Superconductor spintronics: Modeling spin and charge accumulation in out-of-equilibrium NS junctions subjected to Zeeman magnetic fields

TL;DR

This paper models spin and charge accumulation in superconductor-normal metal junctions under magnetic fields and voltage biases, revealing how spin imbalances affect conductance and susceptibility out of equilibrium.

Contribution

It provides a comprehensive theoretical framework for understanding spin and charge dynamics in superconductor-based junctions with magnetic fields and applied voltages, including non-local detection methods.

Findings

Spin accumulation can be detected non-locally in superconductors.

Dynamical conductance is insensitive to spin imbalance at small gap changes.

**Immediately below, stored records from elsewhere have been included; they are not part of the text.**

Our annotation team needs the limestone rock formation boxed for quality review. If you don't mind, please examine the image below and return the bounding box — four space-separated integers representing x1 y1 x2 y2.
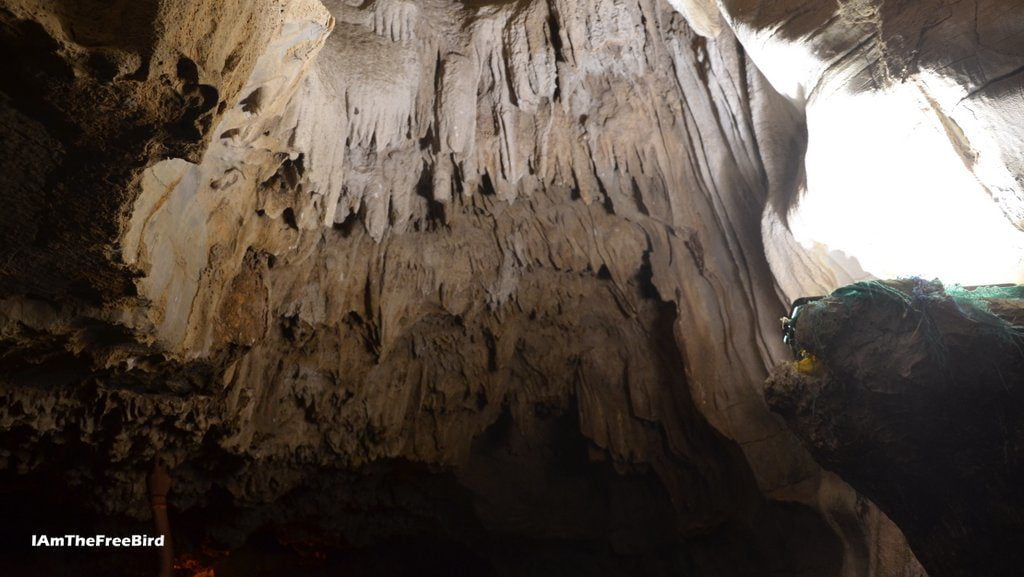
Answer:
1 0 1022 575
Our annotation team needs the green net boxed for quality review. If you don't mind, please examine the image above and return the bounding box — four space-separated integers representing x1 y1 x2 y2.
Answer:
825 278 1024 352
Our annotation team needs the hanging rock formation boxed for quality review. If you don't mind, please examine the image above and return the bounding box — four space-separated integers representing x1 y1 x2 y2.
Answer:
1 0 1022 575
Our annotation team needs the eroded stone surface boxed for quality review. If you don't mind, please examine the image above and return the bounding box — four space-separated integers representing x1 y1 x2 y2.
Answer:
8 0 1023 575
766 281 1024 577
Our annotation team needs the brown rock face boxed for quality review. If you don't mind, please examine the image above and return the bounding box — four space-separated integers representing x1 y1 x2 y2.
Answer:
0 0 287 301
3 2 836 572
766 281 1024 577
2 0 1021 575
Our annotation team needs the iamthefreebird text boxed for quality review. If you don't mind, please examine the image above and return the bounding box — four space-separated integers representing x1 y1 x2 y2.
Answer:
31 534 165 548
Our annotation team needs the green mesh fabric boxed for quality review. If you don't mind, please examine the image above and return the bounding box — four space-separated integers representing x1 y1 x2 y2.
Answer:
827 278 1024 346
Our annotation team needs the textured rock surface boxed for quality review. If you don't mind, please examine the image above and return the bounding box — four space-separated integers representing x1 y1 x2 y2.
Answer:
766 281 1024 577
0 0 301 301
3 0 1021 575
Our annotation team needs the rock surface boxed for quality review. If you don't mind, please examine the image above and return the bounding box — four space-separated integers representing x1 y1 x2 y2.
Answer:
2 0 1021 575
766 280 1024 577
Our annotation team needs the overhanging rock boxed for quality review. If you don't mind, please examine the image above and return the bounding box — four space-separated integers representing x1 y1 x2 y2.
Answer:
766 279 1024 577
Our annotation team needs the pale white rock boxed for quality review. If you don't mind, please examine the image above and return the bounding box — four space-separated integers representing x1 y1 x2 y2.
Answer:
665 0 723 38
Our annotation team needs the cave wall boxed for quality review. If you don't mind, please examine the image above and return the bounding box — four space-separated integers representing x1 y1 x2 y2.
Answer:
0 0 299 301
765 281 1024 577
11 0 1017 574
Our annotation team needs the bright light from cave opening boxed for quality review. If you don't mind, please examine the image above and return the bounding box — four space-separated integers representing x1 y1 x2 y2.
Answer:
789 80 1024 286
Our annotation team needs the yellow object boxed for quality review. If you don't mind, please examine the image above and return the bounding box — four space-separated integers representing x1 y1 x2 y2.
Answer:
795 354 821 375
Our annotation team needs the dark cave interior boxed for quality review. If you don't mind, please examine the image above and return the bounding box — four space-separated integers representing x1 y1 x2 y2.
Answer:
2 0 1024 576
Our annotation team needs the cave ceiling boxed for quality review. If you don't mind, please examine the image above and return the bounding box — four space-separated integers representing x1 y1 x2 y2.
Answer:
1 0 1022 575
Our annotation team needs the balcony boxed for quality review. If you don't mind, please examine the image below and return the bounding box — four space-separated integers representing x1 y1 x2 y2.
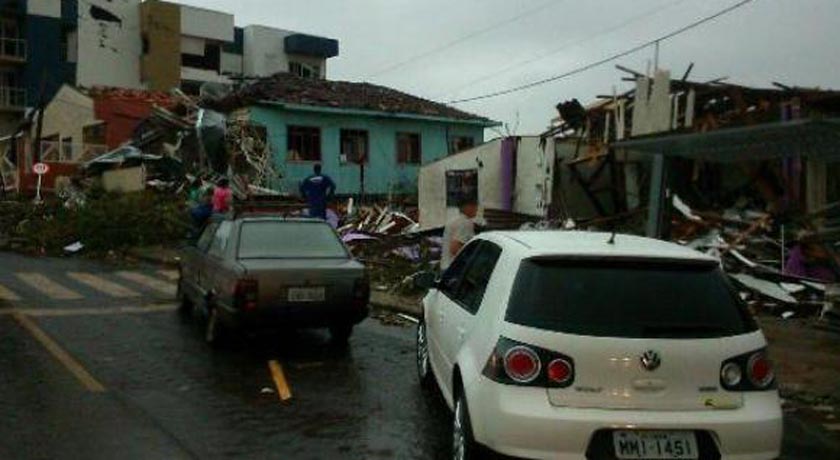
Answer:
0 86 24 111
0 37 25 63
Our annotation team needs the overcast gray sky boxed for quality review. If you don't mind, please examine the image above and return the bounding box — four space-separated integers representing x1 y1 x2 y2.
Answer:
180 0 840 136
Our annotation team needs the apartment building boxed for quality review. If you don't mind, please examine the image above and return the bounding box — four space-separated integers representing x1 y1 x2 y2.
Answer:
0 0 338 134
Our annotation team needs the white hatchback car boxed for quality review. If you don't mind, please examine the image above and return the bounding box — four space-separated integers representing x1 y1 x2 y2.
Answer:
415 231 782 460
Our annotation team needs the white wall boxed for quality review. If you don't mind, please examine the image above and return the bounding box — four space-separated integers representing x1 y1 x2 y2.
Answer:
181 4 233 42
221 52 243 75
76 0 143 89
243 26 292 77
27 0 60 17
418 136 554 229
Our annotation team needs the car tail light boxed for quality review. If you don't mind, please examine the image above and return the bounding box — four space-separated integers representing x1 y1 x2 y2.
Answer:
234 279 258 311
720 348 775 391
547 358 573 384
483 337 575 388
747 352 774 388
504 346 541 383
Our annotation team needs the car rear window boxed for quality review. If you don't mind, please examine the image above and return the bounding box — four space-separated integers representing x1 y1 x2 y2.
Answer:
237 221 348 259
505 258 757 339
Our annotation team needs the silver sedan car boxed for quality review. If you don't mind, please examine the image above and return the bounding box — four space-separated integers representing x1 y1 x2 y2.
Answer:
177 215 370 345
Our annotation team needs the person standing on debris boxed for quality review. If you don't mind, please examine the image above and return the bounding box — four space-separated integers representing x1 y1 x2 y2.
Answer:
440 198 478 271
190 188 214 236
785 232 838 282
299 164 336 220
212 178 233 214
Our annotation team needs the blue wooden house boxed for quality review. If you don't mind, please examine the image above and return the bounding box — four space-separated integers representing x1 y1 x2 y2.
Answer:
225 73 498 196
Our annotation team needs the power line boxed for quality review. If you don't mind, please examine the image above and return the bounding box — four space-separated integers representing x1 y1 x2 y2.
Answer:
448 0 757 105
366 0 566 79
437 0 691 100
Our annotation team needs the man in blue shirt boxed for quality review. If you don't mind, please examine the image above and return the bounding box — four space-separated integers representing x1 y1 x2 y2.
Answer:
299 164 336 220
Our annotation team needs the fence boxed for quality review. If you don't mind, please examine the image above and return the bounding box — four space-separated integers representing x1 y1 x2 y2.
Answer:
39 141 108 163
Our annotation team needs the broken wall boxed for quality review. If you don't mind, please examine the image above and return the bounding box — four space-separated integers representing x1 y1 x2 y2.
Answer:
418 136 553 229
77 0 144 89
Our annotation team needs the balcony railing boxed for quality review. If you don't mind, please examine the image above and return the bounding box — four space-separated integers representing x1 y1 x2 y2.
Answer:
0 37 26 62
0 86 25 110
39 141 108 163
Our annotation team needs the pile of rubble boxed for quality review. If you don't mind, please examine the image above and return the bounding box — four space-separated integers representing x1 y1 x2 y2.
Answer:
335 203 439 296
665 195 840 329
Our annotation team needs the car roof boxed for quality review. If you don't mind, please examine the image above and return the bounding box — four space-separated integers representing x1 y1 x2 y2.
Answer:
211 214 326 224
479 231 716 263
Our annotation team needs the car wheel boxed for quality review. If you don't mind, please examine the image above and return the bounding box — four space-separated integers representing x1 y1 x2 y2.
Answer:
205 306 225 345
176 279 193 317
453 389 478 460
416 320 435 388
329 324 353 345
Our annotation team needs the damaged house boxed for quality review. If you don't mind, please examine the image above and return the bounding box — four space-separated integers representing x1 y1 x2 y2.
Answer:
214 72 498 197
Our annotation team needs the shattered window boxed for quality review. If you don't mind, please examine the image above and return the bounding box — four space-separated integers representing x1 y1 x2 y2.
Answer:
396 132 421 164
287 125 321 162
449 136 475 155
340 129 368 163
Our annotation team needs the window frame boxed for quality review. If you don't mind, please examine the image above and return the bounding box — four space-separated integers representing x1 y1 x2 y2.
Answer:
396 132 422 165
207 221 233 259
196 222 220 253
439 240 481 299
451 241 502 314
340 129 369 164
287 125 322 162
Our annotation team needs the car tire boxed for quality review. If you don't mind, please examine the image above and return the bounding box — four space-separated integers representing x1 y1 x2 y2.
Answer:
329 324 353 345
204 306 225 346
453 388 478 460
176 279 193 317
416 320 435 389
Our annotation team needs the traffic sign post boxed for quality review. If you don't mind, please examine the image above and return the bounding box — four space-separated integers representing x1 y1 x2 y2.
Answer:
32 162 49 202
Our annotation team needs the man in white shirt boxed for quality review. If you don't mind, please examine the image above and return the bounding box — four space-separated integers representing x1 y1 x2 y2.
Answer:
440 199 478 271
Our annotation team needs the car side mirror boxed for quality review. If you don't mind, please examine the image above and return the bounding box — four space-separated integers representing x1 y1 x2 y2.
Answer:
413 271 438 290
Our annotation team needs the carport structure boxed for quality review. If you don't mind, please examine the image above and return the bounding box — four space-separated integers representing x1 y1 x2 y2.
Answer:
611 118 840 238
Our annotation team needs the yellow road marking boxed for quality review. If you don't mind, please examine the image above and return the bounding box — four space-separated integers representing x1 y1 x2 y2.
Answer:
16 273 83 300
0 304 177 317
157 270 179 281
825 424 840 432
115 271 176 295
12 312 106 393
67 272 140 298
268 360 292 401
0 282 20 301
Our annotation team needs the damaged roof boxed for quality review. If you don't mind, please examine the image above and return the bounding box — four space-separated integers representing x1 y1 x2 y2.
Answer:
216 72 497 125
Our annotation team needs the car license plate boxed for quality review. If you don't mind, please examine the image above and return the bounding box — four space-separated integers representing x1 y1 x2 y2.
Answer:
613 431 698 459
287 287 325 302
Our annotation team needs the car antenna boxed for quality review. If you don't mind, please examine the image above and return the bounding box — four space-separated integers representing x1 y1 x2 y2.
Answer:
607 230 617 245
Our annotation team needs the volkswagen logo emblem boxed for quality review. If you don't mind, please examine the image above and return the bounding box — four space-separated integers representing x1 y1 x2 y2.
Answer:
640 350 661 371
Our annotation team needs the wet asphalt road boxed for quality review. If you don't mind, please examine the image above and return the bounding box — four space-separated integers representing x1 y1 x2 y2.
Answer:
0 251 839 460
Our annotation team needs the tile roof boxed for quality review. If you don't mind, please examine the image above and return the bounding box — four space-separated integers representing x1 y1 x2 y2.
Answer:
217 72 496 124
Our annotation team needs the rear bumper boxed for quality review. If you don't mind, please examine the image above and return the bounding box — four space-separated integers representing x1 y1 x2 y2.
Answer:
466 378 782 460
219 302 369 330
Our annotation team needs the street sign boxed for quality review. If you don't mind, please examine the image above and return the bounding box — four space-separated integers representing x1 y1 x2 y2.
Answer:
32 162 49 202
32 162 49 175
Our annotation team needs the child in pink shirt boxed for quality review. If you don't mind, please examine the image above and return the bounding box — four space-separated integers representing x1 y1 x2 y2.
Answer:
212 179 232 213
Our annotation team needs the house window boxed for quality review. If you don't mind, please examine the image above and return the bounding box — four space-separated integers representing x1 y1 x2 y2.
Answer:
340 129 368 164
396 132 421 164
287 125 321 162
449 136 475 155
289 61 320 79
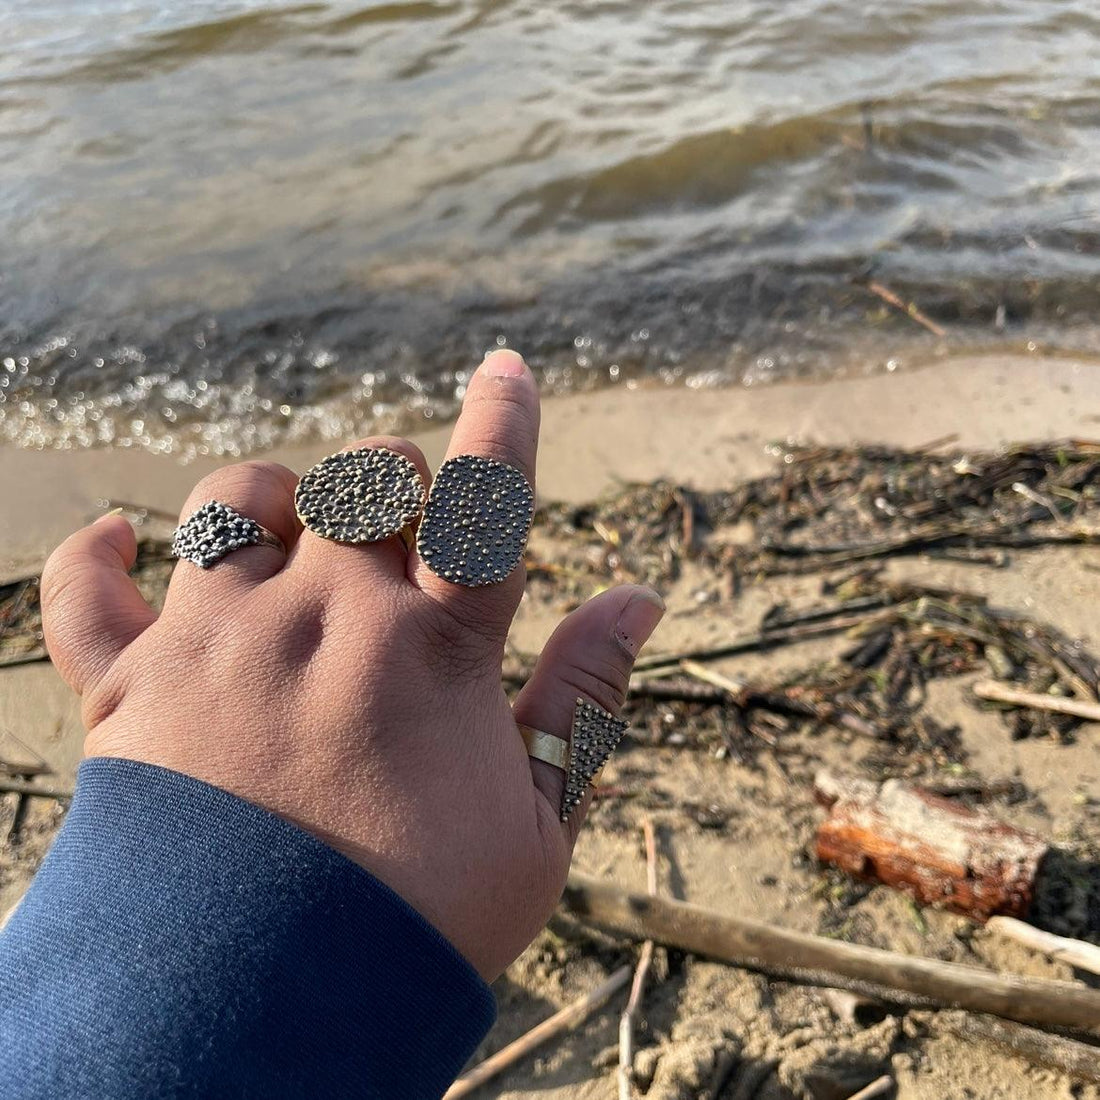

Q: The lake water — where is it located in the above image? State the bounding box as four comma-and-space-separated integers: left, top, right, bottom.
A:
2, 0, 1098, 456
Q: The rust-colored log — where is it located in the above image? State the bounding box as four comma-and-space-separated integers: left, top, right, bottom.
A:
813, 771, 1048, 921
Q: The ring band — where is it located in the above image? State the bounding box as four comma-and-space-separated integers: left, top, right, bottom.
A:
519, 725, 569, 772
520, 698, 630, 822
172, 501, 285, 569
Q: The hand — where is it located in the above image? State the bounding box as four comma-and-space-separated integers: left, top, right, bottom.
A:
39, 350, 664, 979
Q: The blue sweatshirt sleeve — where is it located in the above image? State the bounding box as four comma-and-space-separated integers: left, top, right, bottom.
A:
0, 757, 496, 1099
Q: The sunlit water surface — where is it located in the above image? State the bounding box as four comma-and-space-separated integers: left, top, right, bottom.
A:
2, 0, 1098, 455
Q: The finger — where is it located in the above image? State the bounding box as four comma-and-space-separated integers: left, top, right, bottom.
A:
41, 514, 157, 696
288, 436, 431, 584
411, 350, 540, 641
168, 460, 300, 600
512, 585, 665, 844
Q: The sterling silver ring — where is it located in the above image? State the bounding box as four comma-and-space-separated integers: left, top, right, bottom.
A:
295, 447, 427, 546
172, 500, 285, 569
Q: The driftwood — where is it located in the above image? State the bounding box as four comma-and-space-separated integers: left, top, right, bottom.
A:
973, 680, 1100, 723
934, 1011, 1100, 1085
986, 915, 1100, 978
561, 873, 1100, 1033
443, 965, 632, 1099
814, 771, 1048, 921
618, 818, 659, 1100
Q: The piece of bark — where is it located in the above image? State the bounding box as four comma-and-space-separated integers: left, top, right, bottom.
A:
814, 771, 1048, 921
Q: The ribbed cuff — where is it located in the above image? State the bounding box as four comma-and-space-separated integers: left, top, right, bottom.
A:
0, 757, 496, 1099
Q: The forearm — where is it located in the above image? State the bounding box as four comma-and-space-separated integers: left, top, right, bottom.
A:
0, 758, 495, 1099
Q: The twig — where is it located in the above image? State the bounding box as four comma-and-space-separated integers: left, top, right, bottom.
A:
986, 916, 1100, 978
561, 873, 1100, 1033
443, 965, 633, 1099
618, 819, 659, 1100
860, 280, 946, 337
0, 779, 73, 800
0, 759, 50, 778
972, 680, 1100, 723
934, 1011, 1100, 1084
629, 678, 727, 704
845, 1076, 893, 1100
680, 661, 744, 696
634, 613, 874, 673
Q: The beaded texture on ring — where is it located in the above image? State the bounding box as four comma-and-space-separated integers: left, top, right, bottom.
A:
417, 454, 534, 587
560, 698, 630, 822
295, 447, 426, 544
172, 501, 269, 569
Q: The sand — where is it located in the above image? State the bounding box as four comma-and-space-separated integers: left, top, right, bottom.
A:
2, 352, 1100, 1098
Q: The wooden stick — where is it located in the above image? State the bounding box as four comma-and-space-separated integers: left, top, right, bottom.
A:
442, 965, 632, 1099
934, 1011, 1100, 1084
0, 759, 50, 778
986, 916, 1100, 978
561, 873, 1100, 1033
618, 819, 659, 1100
634, 613, 874, 672
680, 660, 744, 696
972, 680, 1100, 723
0, 779, 73, 800
862, 280, 947, 338
845, 1077, 894, 1100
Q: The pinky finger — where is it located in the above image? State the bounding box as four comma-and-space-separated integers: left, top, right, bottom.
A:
40, 514, 157, 696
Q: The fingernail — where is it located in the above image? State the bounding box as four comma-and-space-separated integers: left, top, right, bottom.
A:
613, 588, 665, 658
95, 507, 125, 523
479, 349, 527, 378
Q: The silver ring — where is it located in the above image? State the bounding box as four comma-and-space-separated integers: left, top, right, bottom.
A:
295, 447, 426, 546
172, 500, 285, 569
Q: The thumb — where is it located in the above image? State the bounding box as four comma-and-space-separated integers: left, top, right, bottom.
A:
41, 514, 157, 697
513, 585, 665, 844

Out-of-equilibrium spin susceptibility significantly deviates from equilibrium values.

Abstract

We study the spin and charge accumulation in junctions between a superconductor and a ferromagnet or a normal metal in the presence of a Zeeman magnetic field, when the junction is taken out of equilibrium by applying a voltage bias. We write down the most general form for the spin and charge current in such junctions, taking into account all spin-resolved possible tunneling processes. We make use of these forms to calculate the spin accumulation in NS junctions subjected to a DC bias, and to an AC bias, sinusoidal or rectangular. We observe that in the limit of negligeable changes on the superconducting gap, the NS dynamical conductance is insensitive to spin imbalance. Therefore to probe the spin accumulation in the superconductor, one needs to separate the injection and detection point, i. e. the electrical spin detection must be non-local. We address also the effect of the spin accumulation induced in the normal leads by driving a spin current and its effects on the detection of the spin accumulation in the superconductor. Finally, we investigate the out-of-equilibrium spin susceptibility of the SC, and we show that it deviates drastically from it's equilibrium value.